VCs skewing towards infra projects can also be seen in the average amount raised. DeFi projects, on average, raised around $4M, while infra, on average, raised $11.5M for each project. Gaming projects meanwhile raised an average of $9.37M per project. The only project category to raise less than DeFi projects was data projects – of which there was only one.

The Take Away

I find this data extremely interesting as we get some insight into VCs and the future of the market. VCs see projects first, so what they fund can determine liquid markets later. The data seems to suggest a market with lots of infra projects at a high valuation, lots of DeFi with a relatively low valuation, with Gaming landing somewhere in the middle. As such, I would be highly cautious of infra projects in the next 6-12 months. High raise amounts suggest higher valuations. High valuations suggest inflated token prices if and when they come to market. High token prices mean little ‘meat’ on the bone for buyers later on.

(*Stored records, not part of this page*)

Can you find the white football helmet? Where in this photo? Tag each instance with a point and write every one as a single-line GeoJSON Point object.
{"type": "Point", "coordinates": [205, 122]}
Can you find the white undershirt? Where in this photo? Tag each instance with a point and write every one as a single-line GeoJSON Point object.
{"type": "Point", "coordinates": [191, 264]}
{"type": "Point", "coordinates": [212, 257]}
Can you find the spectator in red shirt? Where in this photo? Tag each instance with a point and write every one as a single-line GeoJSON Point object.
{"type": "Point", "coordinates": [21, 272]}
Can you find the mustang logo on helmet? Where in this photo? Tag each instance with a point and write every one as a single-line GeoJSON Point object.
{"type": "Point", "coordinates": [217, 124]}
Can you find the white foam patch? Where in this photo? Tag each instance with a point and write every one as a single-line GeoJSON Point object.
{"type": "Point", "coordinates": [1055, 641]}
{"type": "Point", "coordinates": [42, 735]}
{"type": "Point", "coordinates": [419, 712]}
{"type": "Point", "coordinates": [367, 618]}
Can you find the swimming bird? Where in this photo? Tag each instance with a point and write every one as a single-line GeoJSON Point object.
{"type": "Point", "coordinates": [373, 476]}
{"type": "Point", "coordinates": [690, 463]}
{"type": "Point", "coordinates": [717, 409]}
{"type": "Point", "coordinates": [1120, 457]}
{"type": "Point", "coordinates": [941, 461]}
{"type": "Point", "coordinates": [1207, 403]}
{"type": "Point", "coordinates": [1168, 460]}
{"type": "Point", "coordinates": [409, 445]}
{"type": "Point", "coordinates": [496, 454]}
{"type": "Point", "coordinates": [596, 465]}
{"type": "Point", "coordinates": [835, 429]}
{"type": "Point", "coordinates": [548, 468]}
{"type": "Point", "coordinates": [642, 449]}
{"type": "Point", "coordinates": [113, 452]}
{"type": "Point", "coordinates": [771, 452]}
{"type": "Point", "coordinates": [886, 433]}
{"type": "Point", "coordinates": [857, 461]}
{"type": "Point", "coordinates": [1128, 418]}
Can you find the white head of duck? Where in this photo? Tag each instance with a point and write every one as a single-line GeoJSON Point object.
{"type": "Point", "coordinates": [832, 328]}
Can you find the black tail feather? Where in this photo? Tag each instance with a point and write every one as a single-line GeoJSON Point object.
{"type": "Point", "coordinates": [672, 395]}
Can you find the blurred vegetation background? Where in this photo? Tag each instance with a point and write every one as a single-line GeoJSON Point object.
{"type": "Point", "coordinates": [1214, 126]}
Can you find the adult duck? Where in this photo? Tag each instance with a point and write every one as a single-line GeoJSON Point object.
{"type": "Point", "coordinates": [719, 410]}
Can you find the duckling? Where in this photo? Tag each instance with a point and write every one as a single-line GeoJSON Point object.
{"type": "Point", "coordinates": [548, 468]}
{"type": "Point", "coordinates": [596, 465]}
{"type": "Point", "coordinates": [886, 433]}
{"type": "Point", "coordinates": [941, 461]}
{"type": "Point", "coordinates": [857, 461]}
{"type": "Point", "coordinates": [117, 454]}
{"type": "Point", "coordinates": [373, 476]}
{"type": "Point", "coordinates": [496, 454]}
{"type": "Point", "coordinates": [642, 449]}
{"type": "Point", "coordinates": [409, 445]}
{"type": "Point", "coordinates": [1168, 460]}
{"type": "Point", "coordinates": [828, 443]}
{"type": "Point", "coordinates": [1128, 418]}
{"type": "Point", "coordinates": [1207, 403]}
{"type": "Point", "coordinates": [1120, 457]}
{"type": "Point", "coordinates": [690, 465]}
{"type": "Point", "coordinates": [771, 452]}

Meanwhile, and I can’t believe I am writing this as I have become skeptical of DeFi, but based on VC raises, DeFi may present a better R/R. There are a commensurate amount of DeFi projects to infra, but they have not been able to raise the same amount and, on average, raise less money. Lower raises suggest lower valuations and lower valuations suggest more upside if and when they come to market with a token. New DeFi projects may be the place if people are looking for deals.

Getting accurate data on VC funding is challenging. As such, take these numbers with a grain of salt. VC funding is pretty secretive; this is not an exhaustive list of what is happening. Secondary sales of locked tokens, backroom agreements, and more can affect the PA when these tokens come to market. Sometimes, public raises don’t reflect the most recent sale to VCs. Regardless, this data is a fascinating glimpse into the mindset of VCs and the market we will see in the next few months – one of lots of infra and potentially poorly funded DeFi projects.